See if this doesn’t get your attention: “Nepal officials estimate that about 200 bodies remain scattered across Everest. A few are so familiar, so well preserved by the subfreezing temperatures, that they serve as macabre mileposts for the living, including one corpse commonly called Green Boots.” That’s from a New York Times story about an ill-fated attempt to climb Mt. Everest by a group of working-class East Indians who lived in the shadow of the mountain. One thing the story makes clear: as most everywhere else, the 1% has a better chance of making it to the top of Everest.
Those of you who prefer to take on the elements in a safer, VR-styled manner, Sólfar Studios, the makers of Everest VR, have announced their next VR game will be In Death. According to their website the game will follow a single shooter game set in “a godless afterlife.” With Heaven abandoned “angelic creatures and demons alike have run amok. Only a courageous hero that dares to venture deep into the Afterlife will be able to restore Harmony.” The game game will be released sometime in 2018.
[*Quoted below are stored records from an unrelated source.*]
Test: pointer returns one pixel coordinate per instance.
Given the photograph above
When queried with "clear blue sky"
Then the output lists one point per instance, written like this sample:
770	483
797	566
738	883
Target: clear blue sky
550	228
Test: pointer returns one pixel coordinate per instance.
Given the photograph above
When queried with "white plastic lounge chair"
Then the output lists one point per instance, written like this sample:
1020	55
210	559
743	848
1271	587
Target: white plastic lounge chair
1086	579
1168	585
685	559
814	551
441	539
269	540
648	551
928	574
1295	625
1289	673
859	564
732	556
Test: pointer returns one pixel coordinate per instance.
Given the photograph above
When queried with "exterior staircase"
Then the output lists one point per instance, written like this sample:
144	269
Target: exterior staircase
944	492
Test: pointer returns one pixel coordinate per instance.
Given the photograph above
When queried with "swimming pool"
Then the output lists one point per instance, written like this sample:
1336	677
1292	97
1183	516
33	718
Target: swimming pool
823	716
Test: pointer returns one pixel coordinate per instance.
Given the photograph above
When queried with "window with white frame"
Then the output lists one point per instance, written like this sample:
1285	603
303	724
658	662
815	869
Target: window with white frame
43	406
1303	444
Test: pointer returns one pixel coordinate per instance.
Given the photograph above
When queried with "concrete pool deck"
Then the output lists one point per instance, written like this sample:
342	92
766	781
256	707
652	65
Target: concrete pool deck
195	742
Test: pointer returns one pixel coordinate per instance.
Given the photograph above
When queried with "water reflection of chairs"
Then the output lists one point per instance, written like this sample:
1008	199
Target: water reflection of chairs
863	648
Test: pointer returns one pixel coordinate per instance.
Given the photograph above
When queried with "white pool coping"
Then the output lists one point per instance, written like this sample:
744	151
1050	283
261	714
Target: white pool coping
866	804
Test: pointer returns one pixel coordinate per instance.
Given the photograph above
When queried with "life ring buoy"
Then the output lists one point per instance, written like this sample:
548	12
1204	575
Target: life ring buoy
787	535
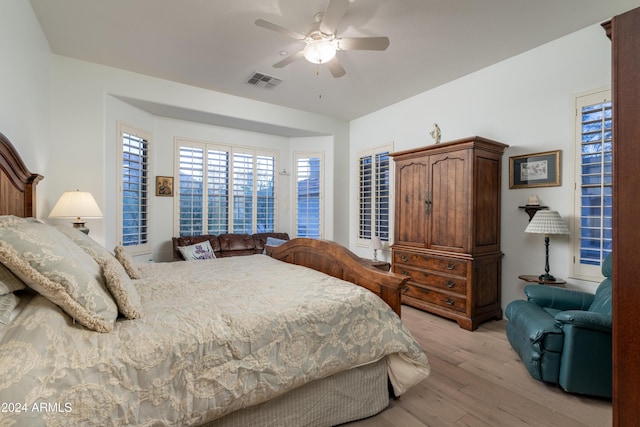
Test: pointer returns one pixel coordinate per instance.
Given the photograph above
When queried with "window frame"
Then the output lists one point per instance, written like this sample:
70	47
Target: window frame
580	270
232	151
375	215
301	155
144	248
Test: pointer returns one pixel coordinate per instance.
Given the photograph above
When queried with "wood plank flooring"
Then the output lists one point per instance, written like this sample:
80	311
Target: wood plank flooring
478	380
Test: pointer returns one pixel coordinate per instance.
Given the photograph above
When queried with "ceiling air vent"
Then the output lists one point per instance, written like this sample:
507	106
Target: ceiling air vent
264	81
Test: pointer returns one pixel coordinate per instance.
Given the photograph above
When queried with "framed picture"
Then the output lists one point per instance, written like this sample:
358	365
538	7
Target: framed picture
535	170
164	186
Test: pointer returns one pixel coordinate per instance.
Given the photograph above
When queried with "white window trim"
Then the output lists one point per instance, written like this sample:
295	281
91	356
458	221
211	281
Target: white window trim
579	271
303	155
231	149
124	128
372	152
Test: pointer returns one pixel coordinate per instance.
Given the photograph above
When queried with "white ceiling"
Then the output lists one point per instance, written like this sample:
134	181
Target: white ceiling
215	44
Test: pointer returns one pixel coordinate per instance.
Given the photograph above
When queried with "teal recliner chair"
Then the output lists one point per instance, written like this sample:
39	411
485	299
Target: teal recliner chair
563	336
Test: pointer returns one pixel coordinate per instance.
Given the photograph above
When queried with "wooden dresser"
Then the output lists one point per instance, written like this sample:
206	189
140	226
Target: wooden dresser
447	229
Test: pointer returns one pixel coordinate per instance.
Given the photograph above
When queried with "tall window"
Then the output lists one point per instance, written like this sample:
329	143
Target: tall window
373	194
224	189
134	190
309	194
594	189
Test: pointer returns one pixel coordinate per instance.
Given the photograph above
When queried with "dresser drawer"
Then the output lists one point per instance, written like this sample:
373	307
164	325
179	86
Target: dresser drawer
442	299
450	266
453	284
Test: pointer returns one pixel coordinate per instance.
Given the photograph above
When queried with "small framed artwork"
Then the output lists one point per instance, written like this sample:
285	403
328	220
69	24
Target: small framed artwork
535	170
164	186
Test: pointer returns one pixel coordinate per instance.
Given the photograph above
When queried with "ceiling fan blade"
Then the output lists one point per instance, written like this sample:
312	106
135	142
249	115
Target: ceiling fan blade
333	16
289	59
363	43
277	28
335	68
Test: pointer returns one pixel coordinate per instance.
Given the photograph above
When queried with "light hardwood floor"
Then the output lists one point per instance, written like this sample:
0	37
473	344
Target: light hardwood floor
478	380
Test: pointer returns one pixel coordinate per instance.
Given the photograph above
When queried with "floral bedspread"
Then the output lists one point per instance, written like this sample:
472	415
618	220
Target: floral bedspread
216	336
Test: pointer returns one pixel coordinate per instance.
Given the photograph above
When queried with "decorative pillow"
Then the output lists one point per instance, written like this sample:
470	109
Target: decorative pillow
7	303
127	262
273	241
54	266
9	282
197	251
121	287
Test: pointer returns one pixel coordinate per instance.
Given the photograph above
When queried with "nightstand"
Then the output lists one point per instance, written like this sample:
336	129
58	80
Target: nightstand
536	279
382	265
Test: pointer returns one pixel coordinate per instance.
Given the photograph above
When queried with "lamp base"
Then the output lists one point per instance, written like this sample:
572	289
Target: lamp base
80	226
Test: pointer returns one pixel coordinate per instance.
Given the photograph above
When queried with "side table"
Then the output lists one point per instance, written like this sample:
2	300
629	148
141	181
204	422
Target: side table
536	279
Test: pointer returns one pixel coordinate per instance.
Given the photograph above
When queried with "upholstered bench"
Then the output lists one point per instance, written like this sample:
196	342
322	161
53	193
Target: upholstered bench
231	244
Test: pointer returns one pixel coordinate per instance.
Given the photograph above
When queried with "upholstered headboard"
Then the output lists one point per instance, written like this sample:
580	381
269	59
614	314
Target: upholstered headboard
17	184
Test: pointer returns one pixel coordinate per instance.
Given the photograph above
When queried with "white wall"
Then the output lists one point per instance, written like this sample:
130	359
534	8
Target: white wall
25	85
61	113
87	106
526	102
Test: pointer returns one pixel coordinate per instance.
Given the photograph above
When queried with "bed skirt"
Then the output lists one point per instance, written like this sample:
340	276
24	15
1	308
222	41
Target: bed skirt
346	396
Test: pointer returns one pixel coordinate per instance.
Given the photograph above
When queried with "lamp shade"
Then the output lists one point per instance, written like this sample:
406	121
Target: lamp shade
76	204
547	222
376	243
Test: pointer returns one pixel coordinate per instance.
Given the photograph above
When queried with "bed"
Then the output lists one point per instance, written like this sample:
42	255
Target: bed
97	339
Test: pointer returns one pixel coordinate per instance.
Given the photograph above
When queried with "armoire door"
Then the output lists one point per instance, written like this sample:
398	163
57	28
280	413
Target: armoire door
448	201
412	187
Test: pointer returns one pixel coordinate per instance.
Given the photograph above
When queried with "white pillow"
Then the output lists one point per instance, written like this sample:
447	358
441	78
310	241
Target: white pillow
53	265
197	251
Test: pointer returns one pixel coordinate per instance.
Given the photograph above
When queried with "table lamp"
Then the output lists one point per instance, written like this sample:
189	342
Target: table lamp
376	244
79	205
547	222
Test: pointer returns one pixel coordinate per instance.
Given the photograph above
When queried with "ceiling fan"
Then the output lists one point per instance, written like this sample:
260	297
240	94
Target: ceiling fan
321	39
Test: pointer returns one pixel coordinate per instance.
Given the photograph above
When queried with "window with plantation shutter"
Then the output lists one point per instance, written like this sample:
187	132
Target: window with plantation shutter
242	192
224	189
373	194
594	183
133	201
309	194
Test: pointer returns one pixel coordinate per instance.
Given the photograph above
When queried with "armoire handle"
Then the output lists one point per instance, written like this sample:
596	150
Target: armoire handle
427	202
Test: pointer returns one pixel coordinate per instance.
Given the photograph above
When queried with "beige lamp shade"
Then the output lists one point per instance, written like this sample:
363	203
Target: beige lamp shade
76	204
376	244
547	222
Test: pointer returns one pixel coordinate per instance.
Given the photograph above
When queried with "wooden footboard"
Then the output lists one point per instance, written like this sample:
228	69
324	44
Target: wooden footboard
337	261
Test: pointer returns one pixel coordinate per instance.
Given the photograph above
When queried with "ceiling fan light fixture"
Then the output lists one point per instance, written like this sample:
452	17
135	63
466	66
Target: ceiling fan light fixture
320	51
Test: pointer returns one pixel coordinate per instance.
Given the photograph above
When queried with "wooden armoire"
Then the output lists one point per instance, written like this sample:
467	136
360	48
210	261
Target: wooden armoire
447	229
Finally, in Coeur d’Alene, Washington the mayor was in hot water for not providing enough heat. Mayor Steve Widmyer was also the landlord for a 73-unit low-income housing complex. when one of the tenants died from hypothermia, despite repeated complaints about the lack of heat and hot water, her son sued the Mayor for wrongful death. He suit was settled, the Spokane Spokesman-Review reports, but it remains to be seen how the voters will feel about returning a slumlord to office. (Ed. Note: So, how do you explain Donald Trump?)